Elektronlar; ısıl iletkenlik, elektrik, manyetizma, kimya gibi çeşitli fizik fenomeninde etkindirler. Bunun yanı sıra; kütle çekimsel, elektromanyetik ve zayıf kuvvetlerde de yer alır.
Elektronların radyasyona uğraması veya hızlandırılmasında enerjiyi foton şeklinde emerler. Laboratuvarda elektronlar tek veya elektromanyetik alanlar kullanılarak elektron plazmasından yakalanabilir. Özel teleskoplar aracılığıyla dış uzaydaki elektron plazmasının belirlenmesi mümkündür.
Elektron Yörüngeleri
Atomda yörüngeler içten dışa doğru K,L,M,N,O,P ve Q şeklinde sıralanmış olup her yörüngenin enerji seviyesi birbirinden farklıdır. Elektronlar çekirdek etrafında bulunur. Elektron hareket ettiği enerji seviyelerine katman denir. Elektron katmanlarına enerji seviyesi de denir.

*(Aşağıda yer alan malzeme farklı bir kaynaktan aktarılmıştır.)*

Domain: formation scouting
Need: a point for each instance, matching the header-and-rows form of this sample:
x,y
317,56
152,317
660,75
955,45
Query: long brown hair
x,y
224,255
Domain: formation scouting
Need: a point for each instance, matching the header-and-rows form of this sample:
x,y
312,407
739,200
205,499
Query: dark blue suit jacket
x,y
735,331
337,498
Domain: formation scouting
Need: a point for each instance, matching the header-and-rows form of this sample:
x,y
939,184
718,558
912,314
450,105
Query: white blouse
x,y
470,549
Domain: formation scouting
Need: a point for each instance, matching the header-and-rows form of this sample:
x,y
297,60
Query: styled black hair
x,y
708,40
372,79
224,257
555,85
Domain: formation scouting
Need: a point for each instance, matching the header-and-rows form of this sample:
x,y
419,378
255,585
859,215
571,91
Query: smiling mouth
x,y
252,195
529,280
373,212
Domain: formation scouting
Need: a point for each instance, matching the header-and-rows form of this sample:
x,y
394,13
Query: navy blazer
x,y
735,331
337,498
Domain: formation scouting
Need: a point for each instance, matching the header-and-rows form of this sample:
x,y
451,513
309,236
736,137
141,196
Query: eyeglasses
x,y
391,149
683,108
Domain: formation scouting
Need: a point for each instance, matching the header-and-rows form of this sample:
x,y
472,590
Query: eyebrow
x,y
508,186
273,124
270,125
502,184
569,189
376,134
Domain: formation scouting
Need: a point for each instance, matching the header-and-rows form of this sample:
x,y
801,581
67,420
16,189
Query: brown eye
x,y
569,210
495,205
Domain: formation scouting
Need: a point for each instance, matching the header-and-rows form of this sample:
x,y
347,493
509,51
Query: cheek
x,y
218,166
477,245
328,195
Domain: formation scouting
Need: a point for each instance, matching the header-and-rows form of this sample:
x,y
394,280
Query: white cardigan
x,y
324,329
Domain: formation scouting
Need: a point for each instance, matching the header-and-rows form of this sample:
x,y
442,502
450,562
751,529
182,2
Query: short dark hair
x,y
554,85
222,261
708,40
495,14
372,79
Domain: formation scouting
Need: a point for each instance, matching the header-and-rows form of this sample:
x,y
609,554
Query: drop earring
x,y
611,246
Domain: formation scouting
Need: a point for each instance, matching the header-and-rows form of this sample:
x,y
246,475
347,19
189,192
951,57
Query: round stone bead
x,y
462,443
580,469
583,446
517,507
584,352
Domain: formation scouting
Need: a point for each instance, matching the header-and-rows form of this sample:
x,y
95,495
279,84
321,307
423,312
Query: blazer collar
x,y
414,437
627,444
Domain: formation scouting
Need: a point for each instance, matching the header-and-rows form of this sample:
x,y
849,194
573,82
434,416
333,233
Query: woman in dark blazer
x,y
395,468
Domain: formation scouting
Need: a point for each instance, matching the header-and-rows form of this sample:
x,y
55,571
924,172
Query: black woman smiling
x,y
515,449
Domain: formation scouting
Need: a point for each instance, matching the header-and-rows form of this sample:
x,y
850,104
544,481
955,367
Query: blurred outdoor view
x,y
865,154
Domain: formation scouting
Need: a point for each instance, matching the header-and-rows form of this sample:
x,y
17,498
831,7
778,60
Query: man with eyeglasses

Bütün atomların dış bölümü elektron katmanlarından oluşur. Her katman çekirdekten uzaklığına göre K, L, M. gibi harflerle adlandırılmaktadır. Atomun etrafında katman katman yörüngeler vardır.
![Elektron yörüngeleri](https://www.elektrikrehberiniz.com/wp-content/uploads/2014/02/elektron-yorungeleri.jpg)
Bu yörüngelerde elektronlar bulunur. Yörünge “n” harfi ile gösterilir.
![](https://www.elektrikrehberiniz.com/wp-content/uploads/2014/02/elektron-sayisi.jpg)
Yörüngede olan en fazla elektron sayısı;
2n2 formülü ile bulunur. aX: a, X atom numarasını gösterir.
Bunlar K, L, M, N,… gibi harflerle gösterilirken aynı zamanda 1, 2, 3, 4,… gibi numaralarla da gösterilir. Bu numaralara baş kuantum sayısı adı verilir.
Orbital Nedir?
Yörüngelerinde kendi içlerinde alt birimleri vardır. Bunlara orbital adı verilir. Çevrede bulunan elektronların sayısı ve konumu, o elementin kimyasal değeri ile ilişkilidir. Bu elektronlar maddeden çıkarılıp az veya çok büyük bir hızla, bir elektrik alanı ile, harekete geçirilerek boşlukta yayılabilir. Örneğin; boş bir tüple elde edilen katot ışınları. Radyoaktif cisimlerin beta ışınları. Işığın metalleri etkileyerek çıkardığı elektrik, vb.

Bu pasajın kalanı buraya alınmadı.